The wildcard variable is the Mississippi River which I suspect when high can backfill the Little Maquoketa River for miles.
Very few signs of wildlife. One turtle, a food begging hawk, a great blue heron and several fishing jumping out of the water (probably to see where they were going).
Other Little Maquoketa River Trips:
- Graf/Graf Road to Twin Springs: 3.8 miles. Steep gradient that needs high depths to be floatable. Some Class 1-2 whitewater, but also some strainers.
- Twin Springs/Asbury Road to Burtons Furnace Road: 7.5 miles. Smaller creek with some rapids (Class 1-2). Strainers and low water can be issues.

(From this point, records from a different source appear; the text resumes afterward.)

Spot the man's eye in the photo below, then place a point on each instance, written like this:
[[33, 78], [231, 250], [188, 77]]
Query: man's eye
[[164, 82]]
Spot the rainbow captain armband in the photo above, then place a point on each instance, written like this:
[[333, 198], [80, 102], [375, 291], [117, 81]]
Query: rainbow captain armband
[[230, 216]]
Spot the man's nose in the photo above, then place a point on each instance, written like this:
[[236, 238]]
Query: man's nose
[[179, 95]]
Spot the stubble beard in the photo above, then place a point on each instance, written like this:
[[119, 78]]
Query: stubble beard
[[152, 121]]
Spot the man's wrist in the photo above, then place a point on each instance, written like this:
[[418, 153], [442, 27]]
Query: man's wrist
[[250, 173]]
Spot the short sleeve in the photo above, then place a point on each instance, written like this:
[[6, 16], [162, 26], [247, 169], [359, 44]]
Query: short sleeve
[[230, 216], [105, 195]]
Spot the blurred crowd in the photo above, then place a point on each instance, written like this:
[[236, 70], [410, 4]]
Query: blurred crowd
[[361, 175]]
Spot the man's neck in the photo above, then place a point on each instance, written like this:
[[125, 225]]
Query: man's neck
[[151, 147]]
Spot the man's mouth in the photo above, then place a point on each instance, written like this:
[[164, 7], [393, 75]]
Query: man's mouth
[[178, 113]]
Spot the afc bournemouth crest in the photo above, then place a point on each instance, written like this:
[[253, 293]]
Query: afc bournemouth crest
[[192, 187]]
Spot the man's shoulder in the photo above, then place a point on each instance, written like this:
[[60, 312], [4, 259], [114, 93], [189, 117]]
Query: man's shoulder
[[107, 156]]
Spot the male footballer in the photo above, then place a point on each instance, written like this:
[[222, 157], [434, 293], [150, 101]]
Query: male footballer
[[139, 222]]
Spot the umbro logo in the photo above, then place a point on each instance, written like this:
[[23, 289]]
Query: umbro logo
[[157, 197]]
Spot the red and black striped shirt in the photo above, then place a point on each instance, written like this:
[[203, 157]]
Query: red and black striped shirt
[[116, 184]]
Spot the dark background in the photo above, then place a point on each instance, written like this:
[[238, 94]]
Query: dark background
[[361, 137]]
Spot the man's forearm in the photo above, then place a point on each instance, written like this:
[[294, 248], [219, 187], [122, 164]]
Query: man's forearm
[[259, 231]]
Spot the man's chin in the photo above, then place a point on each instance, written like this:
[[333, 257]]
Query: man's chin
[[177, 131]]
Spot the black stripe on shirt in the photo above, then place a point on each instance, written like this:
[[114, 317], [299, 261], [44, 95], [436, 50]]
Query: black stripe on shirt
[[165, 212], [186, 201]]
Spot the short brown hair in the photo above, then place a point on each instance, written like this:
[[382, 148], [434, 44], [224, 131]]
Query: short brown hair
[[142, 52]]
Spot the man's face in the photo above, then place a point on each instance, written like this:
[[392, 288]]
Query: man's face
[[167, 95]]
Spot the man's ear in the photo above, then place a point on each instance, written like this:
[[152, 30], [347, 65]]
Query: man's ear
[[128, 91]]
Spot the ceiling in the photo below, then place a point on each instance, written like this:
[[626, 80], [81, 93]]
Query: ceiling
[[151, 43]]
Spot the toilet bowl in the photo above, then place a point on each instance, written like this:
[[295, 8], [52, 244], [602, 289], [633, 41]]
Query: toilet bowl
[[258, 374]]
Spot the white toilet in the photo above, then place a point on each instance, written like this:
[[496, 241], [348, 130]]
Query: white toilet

- Twin Springs/Asbury Road to Budd Road: 2.2 miles. Shallow with multiple rapids near the start. Likely a few stronger Class 2 rapids and some strainers.
- Budd Road to Cedar Ridge Road: 3.5 miles. Many Class 1 rapids. Maybe one logjams.
- Cedar Ridge Road to Burtons Furnance Road: 1.2 miles. Handful of Class 1 rapids.
- Burtons Furnace Road to Herber Road: 7.1 miles.
- Burtons Furnace Road to Hwy 3/23: 4.8 miles. River starts open with some riffles before getting very messy with sloppy hardwoods and lots of mud. Ok rock outcrop just before Hwy 3.
- Hwy 3/23 to Herber Road: 2.3 miles. Weak section filled with half dead muddy box elders. Nice outcrop just after Hwy 3.
- Herber Road to Mississippi: 1.9 miles. Kind of a muddy flood bottom. Maybe a logjam or two.
- Mississippi Take-out Options:
- Mouth to Mud Lake Park: 3.2 miles. Paddle upstream on the Mississippi to reach the take-out. Do not attempt when facing a headwind. A shortcut is the north distributary (if open).
- Mouth to Deere Dike Park: 0.8 miles. After Herber, take the south distributary and then wrap around the peninsula to reach Deere Dike Park. Nice section and part of the Mississippi.
Note…there are likely additional paddling options on the north branches of the Little Maquoketa River as well.
Other Nearby Mississippi Trips:
Honestly the Mississippi looked much more interesting than Little Maquoketa River. Here are some trip ideas.
Mud Lake Park to Deere Dike Park: 4.2 miles. Good public access at Mud Lake Park (opposite the Platte River mouth) where you can see gorgeous rock bluffs on the Wisconsin side of the river. Paddle south through Mud Lake and a protected subchannel due to an adjacent long narrow island (1.8 miles). Explore up the Little Maquoketa River distributaries if you wish. By John Deere Dike Park paddle west past the dike to see gorgeous lilly beds, then take out at the public ramp. You can also do round trips from either access location.
Dubuque Water Trail: 9 miles. Start south of the dam by A.Y. McDonald Park. Float down the western shore by urban Dubuque, past the Mines of Spain to Massey Station Road. Easy to subdivide or to do roundtrip loops. For further information see the official webpage for the trail.
Catfish Creek/Mines of Spain: 2-3 miles. This is a round trip where you start at a landing by Mines of Spain Road, paddle as far upstream as you can and then float back downstream. There is really neat geology on this trip and it is very scenic. Be sure to check out Julien Dubuque Monument after the trip. This trip can easily be connected with the Dubuque Water Trail described earlier. The best part of the park is Horse Shoe Bluff which many visitors overlook. Park at the trailhead and hike to the overlook which is north of the bluff. It’s Iowa’s Grand Canyon!